Le vocabulaire est rodé, la langue de bois impeccable, le cérémonial rodé. Derrière ce vernis technocratique, une réalité brutale : la Mauritanie s'enfonce dans le piège de la dette avec la bénédiction active du Fonds monétaire international, pendant qu'une élite prédatrice pille les ressources du pays et qu'une administration corrompue dilapide les deniers publics.

J’ai depuis longtemps sonné l’alerte et interpellé les décideurs au FMI , voir notamment mes articles :

Lettre ouverte à Madame Christine Lagarde, Directrice Générale du Fonds Monétaire International (https://www.agoravox.fr/tribune-libre/article/lettre-ouverte-a-madame-christine-116932) La lettre que Madame Christine Lagarde ne m’a jamais écrite (https://haut-et-fort.blogspot.com/2012/06/la-lettre-que-madame-christine-lagarde_24.html)

Non, n'épongez pas la dette mauritanienne ! Par Pr ELY Mustapha. (https://haut-et-fort.blogspot.com/2021/05/non-nepongez-pas-la-dette-mauritanienne.html) Déclaration 2025 du FMI sur la Mauritanie : un récit économique tronqué. (https://haut-et-fort.blogspot.com/2025/05/declaration-2025-du-fmi-sur-la.html)

Le nouveau programme : 105,6 millions de dollars pour continuer la même comédie

Le 24 juin 2026, le Conseil d'administration du FMI approuve un nouveau programme de 42 mois au titre de la Facilité élargie de crédit (FEC) et du Mécanisme élargi de crédit (MEDC) : 70,82 millions de DTS (environ 95,8 millions USD), avec un décaissement immédiat de 78,78 millions de DTS (environ 105,6 millions USD).

C'est le énième programme. La Mauritanie cumule les arrangements avec le FMI depuis les années 1980 : standby, FEC, MEDC, FCL, PPI. Chaque nouveau programme arrive avec son lot de « repères structurels », de « critères de performance », de « revues » semestrielles et de « décaissements » conditionnels. Chaque fois, le même discours : « stabilité macroéconomique », « croissance inclusive », « renforcement de la gouvernance », « transparence du secteur public ».

Et chaque fois, le même résultat : la dette publique explose, la pauvreté s'ancre, l'élite s'enrichit, l'administration pourrit.

Au 31 décembre 2023, la dette publique extérieure de la Mauritanie s'élevait à 3,8 milliards USD (environ 48% du PIB), dont plus de 60% auprès de créanciers multilatéraux - le FMI en tête. Le service de la dette absorbe plus de 25% des recettes budgétaires. Le pays consacre plus à rembourser ses créanciers qu'à la santé et à l'éducation réunis.

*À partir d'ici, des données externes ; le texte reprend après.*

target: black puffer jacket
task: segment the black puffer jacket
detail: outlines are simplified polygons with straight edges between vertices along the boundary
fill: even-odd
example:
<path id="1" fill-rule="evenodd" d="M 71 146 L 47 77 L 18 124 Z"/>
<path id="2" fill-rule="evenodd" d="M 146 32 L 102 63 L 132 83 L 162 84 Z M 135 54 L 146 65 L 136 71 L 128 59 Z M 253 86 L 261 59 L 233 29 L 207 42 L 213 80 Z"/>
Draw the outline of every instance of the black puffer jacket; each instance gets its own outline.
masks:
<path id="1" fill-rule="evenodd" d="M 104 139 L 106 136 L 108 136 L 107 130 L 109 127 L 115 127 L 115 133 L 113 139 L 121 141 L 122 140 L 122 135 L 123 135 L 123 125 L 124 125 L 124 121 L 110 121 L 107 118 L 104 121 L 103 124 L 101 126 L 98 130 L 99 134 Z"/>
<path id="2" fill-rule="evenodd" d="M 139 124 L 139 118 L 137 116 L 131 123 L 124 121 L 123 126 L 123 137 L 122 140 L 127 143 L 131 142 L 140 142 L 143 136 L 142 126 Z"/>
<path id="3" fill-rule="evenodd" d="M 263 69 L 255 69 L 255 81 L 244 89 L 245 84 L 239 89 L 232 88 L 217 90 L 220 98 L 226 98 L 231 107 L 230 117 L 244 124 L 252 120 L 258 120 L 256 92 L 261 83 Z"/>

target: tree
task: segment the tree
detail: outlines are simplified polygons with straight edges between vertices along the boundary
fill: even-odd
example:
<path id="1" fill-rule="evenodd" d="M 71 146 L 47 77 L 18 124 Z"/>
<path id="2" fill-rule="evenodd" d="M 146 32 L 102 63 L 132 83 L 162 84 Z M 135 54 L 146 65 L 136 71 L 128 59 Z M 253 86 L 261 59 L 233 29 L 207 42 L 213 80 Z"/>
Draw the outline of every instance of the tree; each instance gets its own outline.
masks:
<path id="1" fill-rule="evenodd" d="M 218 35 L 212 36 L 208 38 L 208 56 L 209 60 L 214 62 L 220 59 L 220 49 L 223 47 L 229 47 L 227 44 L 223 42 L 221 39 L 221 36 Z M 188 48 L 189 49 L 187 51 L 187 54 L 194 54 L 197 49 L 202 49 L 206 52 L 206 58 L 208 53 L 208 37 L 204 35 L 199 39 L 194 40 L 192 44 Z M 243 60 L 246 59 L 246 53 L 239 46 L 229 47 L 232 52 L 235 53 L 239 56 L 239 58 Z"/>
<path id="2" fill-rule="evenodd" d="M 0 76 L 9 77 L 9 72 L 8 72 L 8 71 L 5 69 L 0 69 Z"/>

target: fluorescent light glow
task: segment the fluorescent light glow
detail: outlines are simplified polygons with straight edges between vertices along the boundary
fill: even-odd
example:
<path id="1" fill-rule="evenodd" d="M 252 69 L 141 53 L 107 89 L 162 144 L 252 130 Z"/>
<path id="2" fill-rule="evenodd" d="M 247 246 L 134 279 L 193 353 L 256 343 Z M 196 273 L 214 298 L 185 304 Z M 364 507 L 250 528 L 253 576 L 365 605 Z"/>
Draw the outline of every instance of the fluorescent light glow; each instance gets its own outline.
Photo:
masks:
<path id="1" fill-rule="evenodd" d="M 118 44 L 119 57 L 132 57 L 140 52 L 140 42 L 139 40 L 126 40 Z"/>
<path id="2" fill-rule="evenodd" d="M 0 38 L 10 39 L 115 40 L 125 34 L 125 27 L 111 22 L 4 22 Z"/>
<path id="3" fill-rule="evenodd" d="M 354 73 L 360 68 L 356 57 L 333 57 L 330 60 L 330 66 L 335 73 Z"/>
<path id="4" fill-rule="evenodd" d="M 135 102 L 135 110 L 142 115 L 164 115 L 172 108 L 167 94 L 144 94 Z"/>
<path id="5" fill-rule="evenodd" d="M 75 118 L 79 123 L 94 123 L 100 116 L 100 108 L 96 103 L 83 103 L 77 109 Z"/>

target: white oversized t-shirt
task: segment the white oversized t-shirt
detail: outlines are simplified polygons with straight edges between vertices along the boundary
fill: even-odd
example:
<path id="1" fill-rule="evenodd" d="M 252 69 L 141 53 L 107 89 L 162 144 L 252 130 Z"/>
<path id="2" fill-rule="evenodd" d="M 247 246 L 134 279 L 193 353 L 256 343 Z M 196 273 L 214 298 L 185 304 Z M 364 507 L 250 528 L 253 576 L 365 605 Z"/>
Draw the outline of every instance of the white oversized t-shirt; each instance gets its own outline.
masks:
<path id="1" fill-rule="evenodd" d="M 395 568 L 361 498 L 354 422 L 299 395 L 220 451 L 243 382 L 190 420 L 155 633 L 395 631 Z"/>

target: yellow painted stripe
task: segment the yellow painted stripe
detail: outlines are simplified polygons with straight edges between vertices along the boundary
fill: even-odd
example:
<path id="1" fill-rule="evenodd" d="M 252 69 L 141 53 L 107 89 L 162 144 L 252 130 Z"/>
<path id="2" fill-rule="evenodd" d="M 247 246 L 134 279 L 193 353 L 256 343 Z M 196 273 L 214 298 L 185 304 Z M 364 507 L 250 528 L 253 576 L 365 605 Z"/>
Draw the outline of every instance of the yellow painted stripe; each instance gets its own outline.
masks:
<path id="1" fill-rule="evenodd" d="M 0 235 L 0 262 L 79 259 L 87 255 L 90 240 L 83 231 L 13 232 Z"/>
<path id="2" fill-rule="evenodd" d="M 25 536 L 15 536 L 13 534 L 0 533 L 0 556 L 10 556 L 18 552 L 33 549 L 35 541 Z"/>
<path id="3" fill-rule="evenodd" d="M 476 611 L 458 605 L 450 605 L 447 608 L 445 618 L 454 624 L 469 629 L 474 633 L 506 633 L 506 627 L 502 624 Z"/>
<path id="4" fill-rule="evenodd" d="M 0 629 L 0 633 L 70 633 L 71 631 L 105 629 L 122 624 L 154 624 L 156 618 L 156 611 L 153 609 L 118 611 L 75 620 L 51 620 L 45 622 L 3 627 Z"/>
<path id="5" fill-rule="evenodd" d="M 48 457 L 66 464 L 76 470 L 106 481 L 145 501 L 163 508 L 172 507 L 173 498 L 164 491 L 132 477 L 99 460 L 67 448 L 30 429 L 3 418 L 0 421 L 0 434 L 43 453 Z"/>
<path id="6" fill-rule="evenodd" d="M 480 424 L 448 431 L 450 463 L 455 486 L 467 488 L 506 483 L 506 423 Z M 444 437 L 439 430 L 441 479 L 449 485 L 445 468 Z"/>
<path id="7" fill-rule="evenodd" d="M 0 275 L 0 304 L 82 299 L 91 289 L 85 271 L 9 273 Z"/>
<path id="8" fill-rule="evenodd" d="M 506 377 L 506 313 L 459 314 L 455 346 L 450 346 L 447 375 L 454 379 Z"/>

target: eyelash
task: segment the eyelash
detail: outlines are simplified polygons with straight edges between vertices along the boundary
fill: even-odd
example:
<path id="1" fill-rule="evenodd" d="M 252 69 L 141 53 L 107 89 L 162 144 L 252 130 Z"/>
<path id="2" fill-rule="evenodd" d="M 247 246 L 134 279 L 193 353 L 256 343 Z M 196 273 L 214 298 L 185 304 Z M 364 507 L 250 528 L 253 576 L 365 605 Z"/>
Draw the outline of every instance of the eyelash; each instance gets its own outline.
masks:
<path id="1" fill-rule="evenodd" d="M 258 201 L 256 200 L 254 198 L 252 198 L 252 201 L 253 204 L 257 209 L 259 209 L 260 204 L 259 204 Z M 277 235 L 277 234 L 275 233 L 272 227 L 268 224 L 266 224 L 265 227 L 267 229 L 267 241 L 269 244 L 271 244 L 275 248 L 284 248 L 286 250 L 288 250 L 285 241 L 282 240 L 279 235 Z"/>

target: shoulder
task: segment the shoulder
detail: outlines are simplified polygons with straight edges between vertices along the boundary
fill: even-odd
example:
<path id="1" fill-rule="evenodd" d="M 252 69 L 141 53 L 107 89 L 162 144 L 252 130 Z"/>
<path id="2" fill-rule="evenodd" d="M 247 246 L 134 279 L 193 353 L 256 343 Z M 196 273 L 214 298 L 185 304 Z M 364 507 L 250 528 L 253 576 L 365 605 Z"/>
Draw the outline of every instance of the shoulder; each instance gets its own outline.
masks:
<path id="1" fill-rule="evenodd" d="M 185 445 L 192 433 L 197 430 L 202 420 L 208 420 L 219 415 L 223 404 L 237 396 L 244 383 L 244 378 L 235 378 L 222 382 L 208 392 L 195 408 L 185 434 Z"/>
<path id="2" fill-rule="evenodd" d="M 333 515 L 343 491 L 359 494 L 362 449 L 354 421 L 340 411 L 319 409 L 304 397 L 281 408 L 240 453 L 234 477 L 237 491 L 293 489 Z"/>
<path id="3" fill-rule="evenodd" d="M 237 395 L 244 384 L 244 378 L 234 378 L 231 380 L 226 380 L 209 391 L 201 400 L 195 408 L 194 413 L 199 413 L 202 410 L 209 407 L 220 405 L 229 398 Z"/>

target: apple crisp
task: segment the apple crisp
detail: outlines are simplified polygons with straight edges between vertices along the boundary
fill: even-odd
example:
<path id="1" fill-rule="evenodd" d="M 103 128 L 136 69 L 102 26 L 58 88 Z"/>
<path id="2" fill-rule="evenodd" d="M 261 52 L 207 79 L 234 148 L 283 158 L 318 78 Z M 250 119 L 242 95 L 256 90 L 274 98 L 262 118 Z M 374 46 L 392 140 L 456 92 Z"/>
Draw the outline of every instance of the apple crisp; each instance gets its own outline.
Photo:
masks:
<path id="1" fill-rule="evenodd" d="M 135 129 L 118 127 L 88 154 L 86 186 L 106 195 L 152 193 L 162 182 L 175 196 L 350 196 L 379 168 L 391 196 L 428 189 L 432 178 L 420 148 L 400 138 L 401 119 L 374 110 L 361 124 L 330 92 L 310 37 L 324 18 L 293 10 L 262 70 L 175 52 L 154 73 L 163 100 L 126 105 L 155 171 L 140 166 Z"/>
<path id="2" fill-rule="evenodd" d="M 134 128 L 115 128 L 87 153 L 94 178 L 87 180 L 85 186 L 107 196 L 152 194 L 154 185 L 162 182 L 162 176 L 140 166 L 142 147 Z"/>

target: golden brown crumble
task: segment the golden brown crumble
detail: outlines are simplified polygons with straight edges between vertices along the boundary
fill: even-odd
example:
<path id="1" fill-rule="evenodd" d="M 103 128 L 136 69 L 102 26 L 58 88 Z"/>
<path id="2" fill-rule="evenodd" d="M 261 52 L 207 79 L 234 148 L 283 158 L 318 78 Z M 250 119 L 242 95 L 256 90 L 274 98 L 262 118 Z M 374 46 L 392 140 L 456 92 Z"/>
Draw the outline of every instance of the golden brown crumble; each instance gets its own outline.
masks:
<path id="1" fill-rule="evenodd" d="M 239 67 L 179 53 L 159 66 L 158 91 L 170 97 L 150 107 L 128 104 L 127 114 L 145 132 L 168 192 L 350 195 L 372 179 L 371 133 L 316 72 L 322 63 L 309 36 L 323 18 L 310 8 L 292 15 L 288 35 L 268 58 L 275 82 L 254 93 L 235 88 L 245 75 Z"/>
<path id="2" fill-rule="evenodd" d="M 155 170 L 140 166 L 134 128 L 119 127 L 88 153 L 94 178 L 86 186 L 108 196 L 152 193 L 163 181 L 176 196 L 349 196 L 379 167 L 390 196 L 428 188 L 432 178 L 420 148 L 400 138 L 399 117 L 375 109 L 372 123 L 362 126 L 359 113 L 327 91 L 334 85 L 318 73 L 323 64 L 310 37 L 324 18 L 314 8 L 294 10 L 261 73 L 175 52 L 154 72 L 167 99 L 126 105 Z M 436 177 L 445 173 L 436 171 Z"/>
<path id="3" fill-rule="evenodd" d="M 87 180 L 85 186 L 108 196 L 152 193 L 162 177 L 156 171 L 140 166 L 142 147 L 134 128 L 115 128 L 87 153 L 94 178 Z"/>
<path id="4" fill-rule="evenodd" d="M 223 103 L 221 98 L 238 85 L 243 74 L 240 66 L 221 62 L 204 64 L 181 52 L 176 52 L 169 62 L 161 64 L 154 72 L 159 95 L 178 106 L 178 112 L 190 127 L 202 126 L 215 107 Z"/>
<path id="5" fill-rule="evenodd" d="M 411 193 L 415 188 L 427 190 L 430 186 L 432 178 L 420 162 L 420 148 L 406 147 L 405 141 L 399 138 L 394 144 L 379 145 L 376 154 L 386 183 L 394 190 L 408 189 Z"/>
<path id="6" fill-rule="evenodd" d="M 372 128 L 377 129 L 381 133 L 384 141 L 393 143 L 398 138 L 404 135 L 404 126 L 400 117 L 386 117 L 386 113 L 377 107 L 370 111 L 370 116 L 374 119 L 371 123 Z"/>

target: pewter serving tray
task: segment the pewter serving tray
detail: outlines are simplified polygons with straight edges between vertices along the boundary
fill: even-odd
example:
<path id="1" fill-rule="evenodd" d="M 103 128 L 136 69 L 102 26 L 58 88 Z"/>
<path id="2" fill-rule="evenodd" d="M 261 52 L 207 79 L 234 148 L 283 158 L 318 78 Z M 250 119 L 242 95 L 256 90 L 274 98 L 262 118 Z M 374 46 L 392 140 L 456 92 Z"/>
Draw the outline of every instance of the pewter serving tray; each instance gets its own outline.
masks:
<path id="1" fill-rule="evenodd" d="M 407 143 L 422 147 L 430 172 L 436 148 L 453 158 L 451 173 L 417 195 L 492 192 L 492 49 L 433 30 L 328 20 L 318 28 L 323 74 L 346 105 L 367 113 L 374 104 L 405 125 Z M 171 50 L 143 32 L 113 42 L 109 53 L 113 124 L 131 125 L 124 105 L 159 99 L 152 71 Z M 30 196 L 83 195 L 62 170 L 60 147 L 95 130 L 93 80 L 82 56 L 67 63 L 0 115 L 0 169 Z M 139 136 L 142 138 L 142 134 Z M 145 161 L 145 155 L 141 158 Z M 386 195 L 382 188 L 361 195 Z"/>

L'anatomie d'un hold-up organisé : l'élite prédatrice et l'administration complice

Le communiqué de Trust Magazine mentionne « quinze sociétés publiques » dont les données financières 2023-2024 seront « consolidées » grâce à l'assistance technique du FMI. Quinze sociétés. C'est le cœur du système.

La Mauritanie compte une cinquantaine d'entreprises et établissements publics (SNIM, SNIM, SONELEC, MAURITEL, AIR MAURITANIE, SOCOGIM, SONIMEX, etc.). Elles concentrent les rentes minières, énergétiques, télécoms, portuaires, agricoles. Elles sont les vaches à lait de l'élite politico-militaire qui dirige le pays depuis des décennies.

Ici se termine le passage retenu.